The great power has always required it of the lesser power. Rome required it of the smaller states, and hence, Paul gets the language out of Roman usage, except that he asserts that greater than Rome is God the Lord, and therefore, God’s people, God’s house, God’s work must be immune from any control or tyranny by Caesar.

The early church felt that God the Lord was beyond all the state’s power to control, and the church is an embassy, and that Jesus Christ is the Lord over the church and over all states. One of the most familiar passages of scripture which we have cited before needs to be cited again. In Philippians 2:9-11, one of the great texts of scripture with regard to church and state cases, we read, “Wherefore God also hath highly exalted him, and given him a name which is above every name: that at the name of Jesus every knee should bow, of things in heaven, and things in earth, and things under the earth; and that every tongue should confess that Jesus Christ is Lord, to the glory of God the Father.” Now what is the name that he has given him which is above every name? Lord, which means absolute sovereign, absolute owner, absolute king. So that to say that Jesus Christ is Lord is to say that he is over all, and therefore, every knee should bow to him and every tongue confess him, and I pointed out on another occasion, the early church required that every believer, when he made confession of his faith, declare, “Jesus Christ is Lord.”

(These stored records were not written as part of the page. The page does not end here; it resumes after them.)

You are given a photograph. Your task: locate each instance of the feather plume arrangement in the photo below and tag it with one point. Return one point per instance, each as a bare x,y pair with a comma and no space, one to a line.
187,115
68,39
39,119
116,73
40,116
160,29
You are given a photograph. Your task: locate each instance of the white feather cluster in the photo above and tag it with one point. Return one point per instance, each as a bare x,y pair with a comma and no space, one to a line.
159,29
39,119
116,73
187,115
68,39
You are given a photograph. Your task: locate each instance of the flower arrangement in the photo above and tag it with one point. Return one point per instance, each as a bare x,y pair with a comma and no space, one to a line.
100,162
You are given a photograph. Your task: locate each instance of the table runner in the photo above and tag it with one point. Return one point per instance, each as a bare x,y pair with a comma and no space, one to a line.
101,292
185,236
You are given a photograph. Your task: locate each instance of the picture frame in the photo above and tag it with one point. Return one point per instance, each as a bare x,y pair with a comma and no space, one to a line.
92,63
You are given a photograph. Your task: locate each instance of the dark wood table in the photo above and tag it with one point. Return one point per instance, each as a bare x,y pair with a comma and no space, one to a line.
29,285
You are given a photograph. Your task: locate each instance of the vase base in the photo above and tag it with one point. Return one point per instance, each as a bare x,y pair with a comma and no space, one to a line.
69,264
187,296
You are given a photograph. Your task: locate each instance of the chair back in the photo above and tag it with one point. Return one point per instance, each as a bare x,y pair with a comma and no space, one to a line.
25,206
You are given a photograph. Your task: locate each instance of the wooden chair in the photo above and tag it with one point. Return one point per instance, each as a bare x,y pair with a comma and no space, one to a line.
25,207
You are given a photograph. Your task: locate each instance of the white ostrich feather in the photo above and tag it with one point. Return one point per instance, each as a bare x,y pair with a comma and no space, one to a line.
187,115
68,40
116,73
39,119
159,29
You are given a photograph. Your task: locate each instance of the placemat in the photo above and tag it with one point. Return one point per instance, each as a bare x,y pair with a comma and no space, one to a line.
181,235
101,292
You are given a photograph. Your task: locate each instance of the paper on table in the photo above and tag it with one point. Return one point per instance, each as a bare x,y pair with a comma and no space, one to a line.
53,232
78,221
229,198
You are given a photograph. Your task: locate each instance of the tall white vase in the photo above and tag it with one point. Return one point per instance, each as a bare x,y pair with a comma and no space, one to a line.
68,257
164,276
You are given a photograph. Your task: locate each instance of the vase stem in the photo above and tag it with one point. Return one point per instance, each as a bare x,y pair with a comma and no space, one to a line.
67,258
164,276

Paul say himself, therefore, as the representative of the greatest power on earth, and over and in all creation. Paul’s confidence in his status amazed the Romans. It baffled them. Here was Paul who came from a multi-millionaire family, who had been converted to this new sect, the Christians, who was now a poor man and a prisoner, but he spoke with a confidence that shook them, as though he were more important than the Roman authorities whom he addressed.

The parochia, the parish, the house, the people of the great King cannot be controlled by other powers. Therefore, “at the name of Jesus every knee should bow, of things in heaven, and things in earth, and things under the earth; and that every tongue should confess that Jesus Christ is Lord, to the glory of God the Father.” The church of Jesus Christ has extraterritoriality.